Dean Acosta/Renee Juhans
June 26, 2003
Persistence & Passion Leads Hispanic Engineer To Success
Growing up in Santurce, Puerto Rico, Miguel Rodriguez knew by age 17, he wanted to work in America's space program. Little could he have known then staying focused on that goal would lead him to become director of the Operations Directorate at NASA's Stennis Space Center, Miss.
Like many youngsters in the 1960s, NASA's Apollo program and that first, snowy TV picture of Neil Armstrong walking on the moon inspired Rodriguez. "I saw that and said to myself, 'Wouldn't it be nice to work for NASA?'" Rodriquez said.
Staying on course to achieve his goal, Rodriguez studied to become a mechanical engineer.
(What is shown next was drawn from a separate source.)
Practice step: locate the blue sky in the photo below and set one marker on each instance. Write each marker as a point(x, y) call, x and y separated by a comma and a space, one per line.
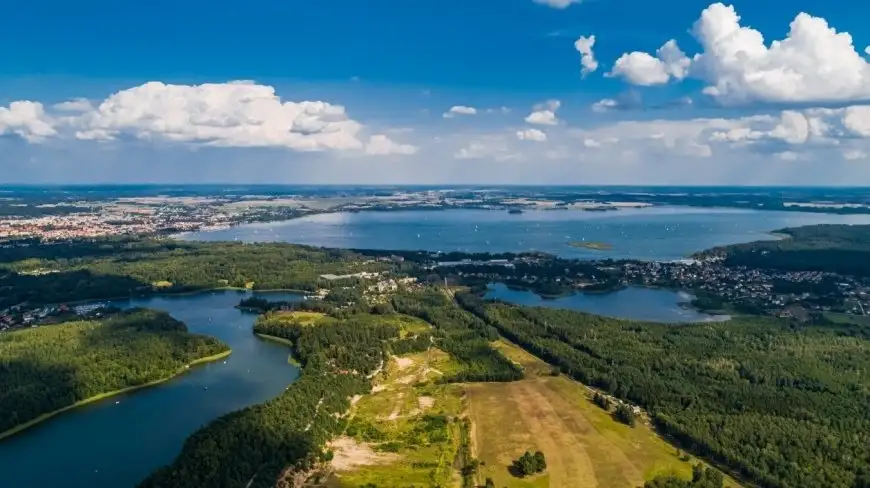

He graduated in 1976 from the University of Puerto Rico Engineering College, Mayaguez, Puerto Rico. A year before Rodriguez graduated, NASA representatives visited the university to recruit career candidates. Rodriguez took a chance and spoke with the recruiters, only to find all the interview slots were filled. Determined to work for NASA, he placed his name on the overflow list and was eventually called for an interview.
His persistence paid off. He was interviewed and offered a job at NASA. In 1976 Rodriguez went to work at the Marshall Space Flight Center, Huntsville, Ala. as a mechanical design engineer designing parts for the Space Shuttle. In 1979, he transferred to Florida to work at the Kennedy Space Center. Since then Rodriguez has held a number of engineering and managerial positions.
As director of Stennis Operations, Rodriguez manages facility construction, maintenance, environmental programs, security, emergency services, utilities and other operations for about 4,600 Stennis personnel.
Pursuing the career Rodriguez dreamed of as a teen has been rewarding, and to honor his heritage, Rodriguez is active in the Hispanic community, serving as a mentor and frequent speaker. He hopes to see more Hispanics join NASA's ranks. He tells young people from diverse backgrounds to follow their dreams. "If you have an interest in working for NASA, stay on track with your schoolwork and be persistent. You can work for NASA. You just have to make it your priority," he said.